Ella le sonrió desde detrás de la vidriera y luego recorrió el oscuro corredor hacia el patio trasero.

Albinus respiró hondo, se palpó los bolsillos buscando su pañuelo, se sonó la nariz, abotonó y desabotonó cuidadosamente su sobretodo, notando lo liviana y desnuda que sentía su mano, y apresuradamente se puso el anillo aún caliente.

4

En su casa nada había cambiado, y esto le pareció notable. Elisabeth, Irma y Paul pertenecían, por así decirlo, a otro mundo, límpido y tranquilo, como los segundos términos de los antiguos maestros italianos. Paul, después de trabajar todo el día en su oficina, gustaba de pasar una velada apacible en casa de su hermana. Sentía un profundo respeto po Albinus, por su cultura y gusto, por las bellas cosas que le rodeaban, por el Gobelino verde espinaca del comedor, representando una cacería en el bosque.

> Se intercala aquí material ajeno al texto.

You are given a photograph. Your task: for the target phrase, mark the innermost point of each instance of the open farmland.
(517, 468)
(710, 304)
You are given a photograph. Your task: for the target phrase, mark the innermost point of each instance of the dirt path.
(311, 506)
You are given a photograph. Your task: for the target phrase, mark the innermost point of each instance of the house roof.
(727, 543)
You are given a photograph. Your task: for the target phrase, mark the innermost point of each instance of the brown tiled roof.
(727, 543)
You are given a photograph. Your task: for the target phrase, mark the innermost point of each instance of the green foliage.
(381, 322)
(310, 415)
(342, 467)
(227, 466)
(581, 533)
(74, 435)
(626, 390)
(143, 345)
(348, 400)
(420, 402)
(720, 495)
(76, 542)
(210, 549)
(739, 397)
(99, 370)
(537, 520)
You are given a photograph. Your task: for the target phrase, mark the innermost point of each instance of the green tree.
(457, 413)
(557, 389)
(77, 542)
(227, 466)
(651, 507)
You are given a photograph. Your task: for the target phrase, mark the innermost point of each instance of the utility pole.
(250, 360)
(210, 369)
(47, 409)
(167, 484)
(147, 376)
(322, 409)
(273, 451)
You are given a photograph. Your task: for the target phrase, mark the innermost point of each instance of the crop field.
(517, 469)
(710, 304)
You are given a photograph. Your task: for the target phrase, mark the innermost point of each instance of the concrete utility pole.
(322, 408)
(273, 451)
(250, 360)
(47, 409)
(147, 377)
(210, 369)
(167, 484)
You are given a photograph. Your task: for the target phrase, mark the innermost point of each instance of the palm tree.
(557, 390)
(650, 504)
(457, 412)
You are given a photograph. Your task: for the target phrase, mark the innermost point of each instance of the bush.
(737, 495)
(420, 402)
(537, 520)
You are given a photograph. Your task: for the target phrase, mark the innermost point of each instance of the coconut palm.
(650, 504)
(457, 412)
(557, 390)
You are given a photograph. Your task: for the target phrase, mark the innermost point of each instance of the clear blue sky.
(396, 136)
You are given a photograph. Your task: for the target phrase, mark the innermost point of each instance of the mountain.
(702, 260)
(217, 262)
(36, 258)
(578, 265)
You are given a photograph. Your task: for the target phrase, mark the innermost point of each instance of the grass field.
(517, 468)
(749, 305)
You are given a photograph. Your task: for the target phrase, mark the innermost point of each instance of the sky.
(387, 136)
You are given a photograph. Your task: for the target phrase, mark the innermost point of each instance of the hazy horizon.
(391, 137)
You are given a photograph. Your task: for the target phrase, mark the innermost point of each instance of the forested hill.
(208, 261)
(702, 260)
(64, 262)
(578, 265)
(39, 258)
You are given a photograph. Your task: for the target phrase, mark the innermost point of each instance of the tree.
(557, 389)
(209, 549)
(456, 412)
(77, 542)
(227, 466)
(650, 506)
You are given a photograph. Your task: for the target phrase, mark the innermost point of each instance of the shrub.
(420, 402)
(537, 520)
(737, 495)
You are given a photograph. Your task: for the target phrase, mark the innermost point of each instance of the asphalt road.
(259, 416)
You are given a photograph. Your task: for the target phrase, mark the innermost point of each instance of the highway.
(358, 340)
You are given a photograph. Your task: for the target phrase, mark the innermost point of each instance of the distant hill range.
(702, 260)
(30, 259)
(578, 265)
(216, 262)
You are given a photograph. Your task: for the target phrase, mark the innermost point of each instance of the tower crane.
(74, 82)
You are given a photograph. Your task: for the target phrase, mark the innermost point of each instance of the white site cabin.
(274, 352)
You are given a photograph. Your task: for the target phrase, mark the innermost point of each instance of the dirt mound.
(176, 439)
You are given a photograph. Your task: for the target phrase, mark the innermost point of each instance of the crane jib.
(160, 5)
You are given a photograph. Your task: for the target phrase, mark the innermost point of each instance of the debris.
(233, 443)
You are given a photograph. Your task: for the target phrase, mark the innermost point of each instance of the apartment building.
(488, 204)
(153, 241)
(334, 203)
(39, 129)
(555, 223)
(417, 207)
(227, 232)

Cuando Albinus abrió la puerta de su piso tuvo como un extraño ahogo en la base del estómago, al pensar que dentro de un momento vería a su esposa. ¿Leería ella su perfidia en el rostro? Aquel paseo bajo la lluvia había sido una traición; todo lo ocurrido anteriormente era tan sólo ideas y sueños. Pero sus actos podían haber sido desdichadamente vistos y referidos. ¿Olería Elisabeth, acaso, la dulce esencia barata que usaba Margot? Al entrar en el vestíbulo urdió rápidamente en su cerebro una historia que podía serle útil. La historia de una joven artista, de su pobreza y talento y de cómo él trataba de ayudarla. Pero nada había cambiado. Ni la blanca puerta tras la cual dormía su hija, al final del pasillo, ni el vasto sobretodo de su cuñado, que pendía de su colgador (un colgador especial cubierto de seda roja), la casa seguía tan tranquila y respetablemente como siempre.